Nascida invulgar, a única de sangue mágico em uma extensa família de humanos comuns, Chara havia tido de lidar com muito sofrimento desde cedo.

Nunca havia tido oportunidade de entender por que se sentia e agia tão diferente das outras crianças. Receber a visita de um guardião e entrar em Underground havia sido a melhor coisa que lhe acontecera na vida.

A hostilização e humilhação que havia tido de suportar na mão dos demais - cujo medo do desconhecido fazia com que a maltratassem – haviam sido o bastante para torná-la uma criança secretamente amargurada e triste.

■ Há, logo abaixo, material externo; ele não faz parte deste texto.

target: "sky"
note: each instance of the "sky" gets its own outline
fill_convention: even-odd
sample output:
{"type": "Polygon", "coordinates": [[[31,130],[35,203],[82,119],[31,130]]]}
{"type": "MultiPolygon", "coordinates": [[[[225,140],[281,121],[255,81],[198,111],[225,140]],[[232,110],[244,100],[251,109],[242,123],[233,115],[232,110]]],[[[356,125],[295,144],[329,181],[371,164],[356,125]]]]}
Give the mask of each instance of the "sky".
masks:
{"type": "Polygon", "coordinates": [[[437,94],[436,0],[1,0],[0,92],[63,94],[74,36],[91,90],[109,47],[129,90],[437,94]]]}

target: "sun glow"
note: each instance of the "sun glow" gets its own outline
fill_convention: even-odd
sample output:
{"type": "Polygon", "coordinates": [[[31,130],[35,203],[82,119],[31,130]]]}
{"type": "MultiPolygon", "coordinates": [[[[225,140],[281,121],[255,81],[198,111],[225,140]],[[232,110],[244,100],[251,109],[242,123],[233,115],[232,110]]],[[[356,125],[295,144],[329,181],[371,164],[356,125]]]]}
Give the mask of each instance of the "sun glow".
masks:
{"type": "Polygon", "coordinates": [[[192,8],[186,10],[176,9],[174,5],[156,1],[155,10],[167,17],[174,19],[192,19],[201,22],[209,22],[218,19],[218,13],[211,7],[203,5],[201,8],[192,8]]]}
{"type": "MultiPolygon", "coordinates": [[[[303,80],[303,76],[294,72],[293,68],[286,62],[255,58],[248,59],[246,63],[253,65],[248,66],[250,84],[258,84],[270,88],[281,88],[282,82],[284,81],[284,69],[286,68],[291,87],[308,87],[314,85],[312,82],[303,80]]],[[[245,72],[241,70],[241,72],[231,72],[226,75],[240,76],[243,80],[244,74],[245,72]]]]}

Sua ambição em se provar, e sua personalidade supostamente sarcástica e irritante, eram apenas uma fachada – o seu mecanismo de defesa, que havia forjado lentamente com o passar dos anos, na tentativa de evitar mais sofrimento.

E tudo aquilo escondia uma garota frágil e carinhosa, que agora encontrava-se magoada, parecendo ter fracassado outra vez em manter as pessoas ao seu lado.

— Eu só queria… que fossem meus amigos…

Uma lágrima de cor escura escorreu pelos olhos da menina. Chara passou os dedos pela trilha úmida, constatando o pranto negro - que tendia a escapar quando estava especialmente abalada.

Violentamente, voltou a atirar, como se o tinir das armas pudesse distraí-la de sua decepção angustiada.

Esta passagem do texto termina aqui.